Operators: how to get rid of the two extra terms?

[latentcorpse]

I'm trying to work out equation 2.45 in these notes:

http://www.damtp.cam.ac.uk/user/tong/qft/two.pdf

Anyway $$\phi(\vec{x})$$ and $$\pi(\vec{x})$$ are given in equations 2.18 and 2.19

When I multiply out $\pi(\vec{x}) \vec{\div} \phi(\vec{x})$ I get four terms.
After normal ordering I can combine two of them to get the $$a_{\vec{p}}^\dagger a_{\vec{p}}$$ term I am meant to but I also have a $$a_{\vec{-p}} a_{\vec{p}}$$ and a $$a_{\vec{-p}}^\dagger a_{\vec{p}}^\dagger$$ term that I cannot get rid of.

Does anyone know how to get rid of the two extra terms?

Cheers

 

[Chopin]

When we use an operator like this, we do so by taking its expectation value against some state.

$$\langle \psi | P | \psi \rangle$$

But in this formalism, states are constructed out of momentum eigenstates.

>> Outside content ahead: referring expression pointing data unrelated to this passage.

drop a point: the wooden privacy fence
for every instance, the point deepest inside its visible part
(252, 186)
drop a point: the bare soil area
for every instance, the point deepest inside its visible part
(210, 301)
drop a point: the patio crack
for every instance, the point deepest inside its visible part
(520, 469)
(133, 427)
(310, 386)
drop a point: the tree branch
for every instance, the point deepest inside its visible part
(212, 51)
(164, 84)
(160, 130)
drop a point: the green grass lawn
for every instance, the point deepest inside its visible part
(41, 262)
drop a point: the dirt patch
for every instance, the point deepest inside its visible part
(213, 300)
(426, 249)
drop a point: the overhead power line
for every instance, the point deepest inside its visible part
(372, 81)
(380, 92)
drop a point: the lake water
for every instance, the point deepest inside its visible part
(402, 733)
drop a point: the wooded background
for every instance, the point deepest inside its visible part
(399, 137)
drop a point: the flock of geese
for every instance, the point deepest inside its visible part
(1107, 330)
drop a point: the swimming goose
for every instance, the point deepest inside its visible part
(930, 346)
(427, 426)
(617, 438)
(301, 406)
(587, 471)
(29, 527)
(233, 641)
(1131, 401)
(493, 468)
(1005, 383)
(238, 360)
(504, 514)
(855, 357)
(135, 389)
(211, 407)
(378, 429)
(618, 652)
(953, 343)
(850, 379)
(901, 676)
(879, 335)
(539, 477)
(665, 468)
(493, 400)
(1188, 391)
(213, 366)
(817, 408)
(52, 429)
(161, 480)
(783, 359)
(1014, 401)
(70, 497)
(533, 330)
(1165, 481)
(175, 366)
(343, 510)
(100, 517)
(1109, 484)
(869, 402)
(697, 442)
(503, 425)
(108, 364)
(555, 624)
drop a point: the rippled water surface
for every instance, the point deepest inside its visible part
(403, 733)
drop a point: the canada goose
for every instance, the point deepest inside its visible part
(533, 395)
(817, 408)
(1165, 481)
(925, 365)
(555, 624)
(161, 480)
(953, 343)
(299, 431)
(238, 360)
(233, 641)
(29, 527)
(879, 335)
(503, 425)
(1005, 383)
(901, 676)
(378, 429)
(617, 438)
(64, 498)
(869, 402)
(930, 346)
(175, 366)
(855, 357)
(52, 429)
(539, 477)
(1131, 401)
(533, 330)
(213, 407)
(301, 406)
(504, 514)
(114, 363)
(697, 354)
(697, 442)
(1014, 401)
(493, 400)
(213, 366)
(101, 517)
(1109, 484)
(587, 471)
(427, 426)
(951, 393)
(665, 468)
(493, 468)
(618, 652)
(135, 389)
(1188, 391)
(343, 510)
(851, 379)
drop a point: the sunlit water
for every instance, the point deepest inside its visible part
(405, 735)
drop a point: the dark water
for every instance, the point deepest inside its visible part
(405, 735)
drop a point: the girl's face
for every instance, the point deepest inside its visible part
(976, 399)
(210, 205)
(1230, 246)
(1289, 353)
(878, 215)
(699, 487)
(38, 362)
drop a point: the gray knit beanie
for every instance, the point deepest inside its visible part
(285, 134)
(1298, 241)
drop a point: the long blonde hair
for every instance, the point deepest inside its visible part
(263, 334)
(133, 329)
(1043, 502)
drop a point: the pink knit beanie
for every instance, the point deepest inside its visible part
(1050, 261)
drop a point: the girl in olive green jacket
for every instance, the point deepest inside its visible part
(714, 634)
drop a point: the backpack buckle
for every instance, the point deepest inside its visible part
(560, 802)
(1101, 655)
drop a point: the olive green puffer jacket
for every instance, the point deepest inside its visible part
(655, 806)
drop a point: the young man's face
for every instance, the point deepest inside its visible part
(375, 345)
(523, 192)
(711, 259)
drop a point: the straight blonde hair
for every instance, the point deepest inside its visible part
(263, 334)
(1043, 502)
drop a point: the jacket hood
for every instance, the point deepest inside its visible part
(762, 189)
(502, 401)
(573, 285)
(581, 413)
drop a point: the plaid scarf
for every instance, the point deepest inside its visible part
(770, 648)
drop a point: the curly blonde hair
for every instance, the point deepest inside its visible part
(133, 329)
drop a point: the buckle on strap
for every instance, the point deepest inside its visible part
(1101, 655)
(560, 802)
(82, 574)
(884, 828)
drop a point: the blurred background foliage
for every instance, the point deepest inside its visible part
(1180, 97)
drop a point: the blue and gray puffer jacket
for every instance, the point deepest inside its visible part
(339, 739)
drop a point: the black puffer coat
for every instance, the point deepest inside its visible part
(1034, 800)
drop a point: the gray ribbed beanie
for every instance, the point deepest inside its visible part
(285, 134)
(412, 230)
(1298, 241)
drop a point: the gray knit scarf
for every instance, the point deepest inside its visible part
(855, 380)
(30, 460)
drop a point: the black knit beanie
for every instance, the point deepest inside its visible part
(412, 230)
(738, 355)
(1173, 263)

$$|\psi\rangle = a^\dagger_p|0\rangle$$

That means that terms like $a^\dagger_p a^\dagger_{-p}$ in the momentum operator will lead to things like

$$\langle 0 | a_p a^\dagger_p a^\dagger_{-p} a^\dagger_p|0\rangle$$

Terms like this will always vanish, because there aren't enough $a_p$'s to annihilate all of the $a^\dagger_p$'s (and there aren't any at all to annihilate the $a^\dagger_{-p}$'s), so some of them will hit the vacuum on the left and vanish. A similar argument holds for terms like $a_p a_p$.

I'm not sure whether that's a good answer, because you could say the same thing about the Hamiltonian too, and there those terms explicitly cancel without needing this argument, but I know that when you use it as an expectation value like this, those terms won't contribute.

 

[latentcorpse]

When we use an operator like this, we do so by taking its expectation value against some state.

$$\langle \psi | P | \psi \rangle$$

But in this formalism, states are constructed out of momentum eigenstates.

$$|\psi\rangle = a^\dagger_p|0\rangle$$

That means that terms like $a^\dagger_p a^\dagger_{-p}$ in the momentum operator will lead to things like

$$\langle 0 | a_p a^\dagger_p a^\dagger_{-p} a^\dagger_p|0\rangle$$

Terms like this will always vanish, because there aren't enough $a_p$'s to annihilate all of the $a^\dagger_p$'s (and there aren't any at all to annihilate the $a^\dagger_{-p}$'s), so some of them will hit the vacuum on the left and vanish. A similar argument holds for terms like $a_p a_p$.

I'm not sure whether that's a good answer, because you could say the same thing about the Hamiltonian too, and there those terms explicitly cancel without needing this argument, but I know that when you use it as an expectation value like this, those terms won't contribute.

so basically they've just looked ahead and said that those terms won't be relevant?

i agree that they won't be if you take an expectation value it just bugs me because what he's written as an equality doesn't appear to actually be an equality!

 

[Oxvillian]

I think Chopin's argument fails because the general state in Fock space is a superposition of 0-particle states, 1-particle states, 2-particle states, etc etc. It might very well survive after we hit it with 2 annihilation operators.

However if you do the x-integration carefully, I think you might find that the resulting integrand is odd in p, and so the whole thing does vanish anyway. If memory serves me correctly.

 

[Chopin]

Oxvillian, you're right: http://physics.stackexchange.com/questions/24716/derivation-of-total-momentum-operator-qft

That's a much more satisfying answer than the one I gave--sorry for the red herring!